The campus lists seem to be ugly buildings and beautiful views or landscaping.
Whatever. I went to school online and I think my computer is the sexiest thing EVAH!
My morning. 2.5 miles on the treadmill, made the kids' lunches, got kids their breakfast, shower and shave, assembled kids backpacks, made sure kids got dressed, walked kids to bus stop where daughter informed me that we forgot her glasses, took old clothes to donation center, took daughter's glasses to school, and finally drove to work.
I just find commercial aviation to be such an amazing achievement, and the odds of accident so small that it doesn't produce fear in me.
Yes, but when your car crashes, you don't subsequently fall screaming for 30,000 feet.
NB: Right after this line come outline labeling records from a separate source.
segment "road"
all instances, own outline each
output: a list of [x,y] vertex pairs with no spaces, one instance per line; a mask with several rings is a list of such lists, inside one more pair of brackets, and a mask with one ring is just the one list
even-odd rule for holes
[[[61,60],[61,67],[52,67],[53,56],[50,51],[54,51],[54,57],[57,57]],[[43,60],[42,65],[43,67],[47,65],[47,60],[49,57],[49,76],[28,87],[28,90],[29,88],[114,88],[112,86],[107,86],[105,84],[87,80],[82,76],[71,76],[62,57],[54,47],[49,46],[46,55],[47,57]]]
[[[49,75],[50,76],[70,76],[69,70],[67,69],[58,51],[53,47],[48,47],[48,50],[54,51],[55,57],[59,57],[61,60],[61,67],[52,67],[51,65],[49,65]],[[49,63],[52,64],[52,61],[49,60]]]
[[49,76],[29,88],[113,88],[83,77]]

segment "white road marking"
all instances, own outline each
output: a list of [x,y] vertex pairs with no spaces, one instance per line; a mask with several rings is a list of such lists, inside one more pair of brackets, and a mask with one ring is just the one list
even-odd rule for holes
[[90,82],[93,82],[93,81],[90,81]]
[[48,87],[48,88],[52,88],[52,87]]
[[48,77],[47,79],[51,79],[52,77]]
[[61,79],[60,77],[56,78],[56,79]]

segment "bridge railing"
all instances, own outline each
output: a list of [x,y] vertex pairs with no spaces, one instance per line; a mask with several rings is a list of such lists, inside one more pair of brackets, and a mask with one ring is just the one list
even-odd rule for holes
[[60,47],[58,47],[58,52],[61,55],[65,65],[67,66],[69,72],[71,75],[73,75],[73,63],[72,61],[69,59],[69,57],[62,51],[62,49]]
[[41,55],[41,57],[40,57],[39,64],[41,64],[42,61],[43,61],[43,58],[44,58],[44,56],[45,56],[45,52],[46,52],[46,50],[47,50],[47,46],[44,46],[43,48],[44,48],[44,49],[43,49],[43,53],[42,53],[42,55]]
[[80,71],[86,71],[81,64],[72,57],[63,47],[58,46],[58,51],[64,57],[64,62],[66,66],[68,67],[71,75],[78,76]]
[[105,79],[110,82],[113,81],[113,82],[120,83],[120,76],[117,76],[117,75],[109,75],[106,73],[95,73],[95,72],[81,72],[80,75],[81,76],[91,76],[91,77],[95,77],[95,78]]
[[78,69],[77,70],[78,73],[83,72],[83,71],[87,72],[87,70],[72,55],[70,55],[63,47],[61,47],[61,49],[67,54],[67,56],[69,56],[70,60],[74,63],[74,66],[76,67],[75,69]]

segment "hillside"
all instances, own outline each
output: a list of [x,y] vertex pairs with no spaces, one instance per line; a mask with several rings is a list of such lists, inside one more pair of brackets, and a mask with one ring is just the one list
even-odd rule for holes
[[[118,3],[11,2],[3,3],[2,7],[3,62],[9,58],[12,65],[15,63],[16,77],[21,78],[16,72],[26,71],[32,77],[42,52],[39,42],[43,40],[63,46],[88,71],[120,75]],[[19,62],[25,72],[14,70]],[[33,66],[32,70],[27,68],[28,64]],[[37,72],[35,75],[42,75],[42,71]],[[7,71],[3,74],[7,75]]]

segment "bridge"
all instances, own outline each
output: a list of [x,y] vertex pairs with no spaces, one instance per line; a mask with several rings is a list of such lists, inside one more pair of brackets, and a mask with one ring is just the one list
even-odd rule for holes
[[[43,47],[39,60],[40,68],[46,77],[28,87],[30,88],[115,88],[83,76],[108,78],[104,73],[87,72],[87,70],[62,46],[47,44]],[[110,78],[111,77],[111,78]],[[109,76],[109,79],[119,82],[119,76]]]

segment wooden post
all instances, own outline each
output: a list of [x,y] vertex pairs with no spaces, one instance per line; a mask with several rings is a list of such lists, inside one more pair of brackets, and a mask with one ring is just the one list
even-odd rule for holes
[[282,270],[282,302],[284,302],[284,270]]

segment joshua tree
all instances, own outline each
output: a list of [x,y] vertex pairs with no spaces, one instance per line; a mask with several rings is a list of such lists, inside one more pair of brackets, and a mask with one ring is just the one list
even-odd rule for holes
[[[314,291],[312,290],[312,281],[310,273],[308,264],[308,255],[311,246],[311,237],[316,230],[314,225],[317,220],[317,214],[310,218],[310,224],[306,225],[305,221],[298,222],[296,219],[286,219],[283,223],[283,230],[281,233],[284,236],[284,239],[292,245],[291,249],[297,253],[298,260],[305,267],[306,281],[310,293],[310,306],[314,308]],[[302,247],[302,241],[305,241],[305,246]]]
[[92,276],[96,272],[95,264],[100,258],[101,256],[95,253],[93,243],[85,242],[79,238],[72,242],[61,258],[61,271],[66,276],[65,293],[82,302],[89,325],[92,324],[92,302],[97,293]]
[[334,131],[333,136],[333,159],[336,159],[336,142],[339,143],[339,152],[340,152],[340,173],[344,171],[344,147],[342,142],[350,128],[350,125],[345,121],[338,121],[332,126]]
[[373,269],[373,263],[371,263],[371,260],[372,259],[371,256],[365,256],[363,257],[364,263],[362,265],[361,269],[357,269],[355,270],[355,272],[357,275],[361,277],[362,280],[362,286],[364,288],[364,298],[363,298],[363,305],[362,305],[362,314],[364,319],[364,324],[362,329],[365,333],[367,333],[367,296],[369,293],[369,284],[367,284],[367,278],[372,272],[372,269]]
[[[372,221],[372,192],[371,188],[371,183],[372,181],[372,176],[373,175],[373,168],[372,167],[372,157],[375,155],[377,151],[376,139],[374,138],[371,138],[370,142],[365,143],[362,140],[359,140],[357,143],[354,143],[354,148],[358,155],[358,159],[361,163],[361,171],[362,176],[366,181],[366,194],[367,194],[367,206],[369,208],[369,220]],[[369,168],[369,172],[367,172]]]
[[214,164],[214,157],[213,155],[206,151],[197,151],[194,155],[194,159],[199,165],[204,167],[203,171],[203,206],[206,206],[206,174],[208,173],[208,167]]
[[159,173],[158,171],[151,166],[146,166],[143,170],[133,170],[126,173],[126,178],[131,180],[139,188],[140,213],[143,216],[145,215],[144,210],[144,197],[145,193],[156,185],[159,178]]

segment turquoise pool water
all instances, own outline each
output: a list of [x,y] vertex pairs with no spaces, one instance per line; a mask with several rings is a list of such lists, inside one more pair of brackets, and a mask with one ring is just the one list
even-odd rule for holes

Actually, I justify my flying fear with the fact that there are perfectly cromulent cognitive reasons for it that overwhelm the rational accounting. Like: most people know how to drive, so even being a passenger in a car is more of a familiar, in-control situation than being a passenger in a plane. Car deaths are usually one or two at a time, and constant, which makes if much easier for them to fall into the background of one's attention, whereas 300 at a pop, major news coverage, makes plane crashes have much more attentional impact. And most of all, I know people who have had car crashes and survived. Although people do survive plane crashes, more often what you hear about is the whole plane, creamed into tiny bits at the bottom of Long Island Sound.
Mythbusters did a whole bunch of airplane/skydiving myths last night, including dumping Buster out of a plane at 3000 feet. It did not go well for him.
I expect you wouldn't do much screaming if you fell out as 40,000 feet as the lack of oxygen would probably render you unconscious immediately. But I'm not volunteering to try.